Oggi c'era un bambino sul tram, che faceva l'elemosina "musicale" come tanti altri. Il ragazzino, un albanese piuttosto carino con dei begli occhioni verdi, potenziale gioia di ogni pedofilo, aveva una di quelle tastierine che funzionano a fiato..
Con quell'armonica, evocava l'inferno.
Avra' suonato in maniera sbagliata "o mia bela madunina" almeno 4 volte, per poi buttarsi su una canzone spagnola quasi irriconoscibile, e quindi la cara vecchia musica classica. Non ce ne fosse una che sapesse suonare veramente.
Il suono squillante della tastierina, poi, peggiorava il tutto rendendo assordante ogni nota, e stridente ogni stonatura.
Terribile.
Dopo la quarta bela madunina, mi solo alzata, gli ho dato una monetina e gli ho detto "si va be ma adesso ti prego basta, vai a raccogliere i soldi".
Oggi sono acida, polemica, cattiva.
Devo mordermi il labbro 200 volte prima di spararne una delle mie, oggi sono particolarmente feroce.
Per adesso sono sveglia da un'ora e mezza e gia' mi sono mangiata un: "A me non sembra proprio, anzi", un "Non credo proprio che tu sia in grado di fare una cosa simile", e un "Perche' secondo te uno o e' un figlio di puttana o e' un coglione vero?"
Tutto il resto continua a scivolarmi fuori come un'eruzione.
E quando mai, vi direte.
Bene, oggi sono peggio. Sorvolo ancora di meno del solito, ho voglia di aggredire, di non tollerare.
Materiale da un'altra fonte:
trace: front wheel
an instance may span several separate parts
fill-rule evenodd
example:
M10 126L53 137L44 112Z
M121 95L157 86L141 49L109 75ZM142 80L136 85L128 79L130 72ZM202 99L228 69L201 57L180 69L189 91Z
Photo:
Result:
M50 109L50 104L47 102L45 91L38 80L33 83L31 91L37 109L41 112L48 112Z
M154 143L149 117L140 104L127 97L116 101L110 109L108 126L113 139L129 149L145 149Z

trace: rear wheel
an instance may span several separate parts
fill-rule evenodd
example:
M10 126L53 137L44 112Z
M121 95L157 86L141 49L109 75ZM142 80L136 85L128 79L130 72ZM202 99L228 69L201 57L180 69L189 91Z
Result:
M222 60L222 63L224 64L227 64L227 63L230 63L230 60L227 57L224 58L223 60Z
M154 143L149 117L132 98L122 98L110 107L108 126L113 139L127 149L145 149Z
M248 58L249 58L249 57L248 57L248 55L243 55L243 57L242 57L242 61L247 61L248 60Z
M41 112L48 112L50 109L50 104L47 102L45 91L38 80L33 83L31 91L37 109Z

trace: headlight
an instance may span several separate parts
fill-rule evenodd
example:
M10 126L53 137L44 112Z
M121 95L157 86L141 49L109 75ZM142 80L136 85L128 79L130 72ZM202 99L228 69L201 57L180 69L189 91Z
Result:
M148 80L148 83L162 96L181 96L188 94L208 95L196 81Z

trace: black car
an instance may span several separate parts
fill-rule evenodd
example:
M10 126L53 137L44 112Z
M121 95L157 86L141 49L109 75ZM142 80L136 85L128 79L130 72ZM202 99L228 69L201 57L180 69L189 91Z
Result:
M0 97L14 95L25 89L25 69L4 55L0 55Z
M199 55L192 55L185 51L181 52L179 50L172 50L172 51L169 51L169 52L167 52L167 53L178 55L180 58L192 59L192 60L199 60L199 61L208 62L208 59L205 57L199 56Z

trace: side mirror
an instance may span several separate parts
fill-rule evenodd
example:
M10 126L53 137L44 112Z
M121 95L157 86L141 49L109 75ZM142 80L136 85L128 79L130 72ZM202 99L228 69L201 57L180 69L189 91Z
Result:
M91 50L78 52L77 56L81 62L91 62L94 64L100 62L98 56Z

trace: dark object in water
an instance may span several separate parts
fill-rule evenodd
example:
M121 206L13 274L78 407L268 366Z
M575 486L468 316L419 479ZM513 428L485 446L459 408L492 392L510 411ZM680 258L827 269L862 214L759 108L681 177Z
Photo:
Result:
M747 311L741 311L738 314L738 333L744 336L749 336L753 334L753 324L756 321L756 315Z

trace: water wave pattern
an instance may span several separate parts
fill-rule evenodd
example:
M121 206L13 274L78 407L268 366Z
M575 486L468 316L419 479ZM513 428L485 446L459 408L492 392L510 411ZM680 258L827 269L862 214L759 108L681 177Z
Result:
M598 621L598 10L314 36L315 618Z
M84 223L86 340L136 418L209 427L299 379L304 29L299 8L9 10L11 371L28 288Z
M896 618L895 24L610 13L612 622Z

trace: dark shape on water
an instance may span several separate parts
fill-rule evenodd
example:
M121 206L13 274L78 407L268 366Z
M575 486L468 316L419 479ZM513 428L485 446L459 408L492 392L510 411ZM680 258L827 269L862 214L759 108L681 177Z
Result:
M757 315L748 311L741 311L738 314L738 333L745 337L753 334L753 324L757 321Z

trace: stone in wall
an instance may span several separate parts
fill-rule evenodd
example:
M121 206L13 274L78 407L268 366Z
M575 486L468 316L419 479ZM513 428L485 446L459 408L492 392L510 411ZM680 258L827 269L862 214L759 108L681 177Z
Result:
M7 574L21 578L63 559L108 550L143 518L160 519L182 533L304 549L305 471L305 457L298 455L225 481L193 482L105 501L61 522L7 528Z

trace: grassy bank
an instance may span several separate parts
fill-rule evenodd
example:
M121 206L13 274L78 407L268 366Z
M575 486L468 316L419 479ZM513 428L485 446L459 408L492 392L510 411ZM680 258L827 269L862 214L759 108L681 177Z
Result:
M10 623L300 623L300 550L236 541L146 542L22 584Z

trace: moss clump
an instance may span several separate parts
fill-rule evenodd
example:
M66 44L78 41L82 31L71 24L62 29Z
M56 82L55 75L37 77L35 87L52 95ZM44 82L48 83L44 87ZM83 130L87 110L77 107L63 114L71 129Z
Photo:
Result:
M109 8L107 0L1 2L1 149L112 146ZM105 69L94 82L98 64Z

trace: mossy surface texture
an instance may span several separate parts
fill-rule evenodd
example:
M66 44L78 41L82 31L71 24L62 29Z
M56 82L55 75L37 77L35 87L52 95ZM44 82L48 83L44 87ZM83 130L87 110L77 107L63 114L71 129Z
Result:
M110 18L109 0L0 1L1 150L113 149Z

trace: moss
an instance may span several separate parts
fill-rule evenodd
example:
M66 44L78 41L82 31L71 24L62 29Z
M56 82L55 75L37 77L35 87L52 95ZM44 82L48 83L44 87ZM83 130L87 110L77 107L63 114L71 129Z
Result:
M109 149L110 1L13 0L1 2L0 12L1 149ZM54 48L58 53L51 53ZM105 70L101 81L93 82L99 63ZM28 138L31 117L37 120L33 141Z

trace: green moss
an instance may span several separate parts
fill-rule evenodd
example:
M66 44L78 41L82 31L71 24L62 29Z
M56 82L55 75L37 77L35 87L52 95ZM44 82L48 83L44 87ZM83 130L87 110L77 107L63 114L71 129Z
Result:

Non sono nervosa o giu' di morale, non fraintendiamo. Anzi, l'idea di essere qui con un piede dentro e uno fuori, e di poter presto tirar fuori anche l'altro piede, riesce a dispiacermi solo in virtu' delle espressioni tristi che ogni tanto si lascia sfuggire mia madre.
Tutto il resto e' una corsa verso una bella giornata di sole, mano nella mano con una persona che sempre di piu' mi sembra la piu' adatta.
Ieri abbiamo tirato fuori un po' il nostro marcio, ci piace, credo.
Anche dove mi disgusto da sola c'e' chi fa un sorriso cattivo con me.
Qui si comincia a vedere il pavimento, fa un'impressione che non saprei descrivere. Ben presto sara' tutto pronto.
Vado a prepararmi una pasta o qualcosa di simile. Quel panino non mi ha fatto un cazzo.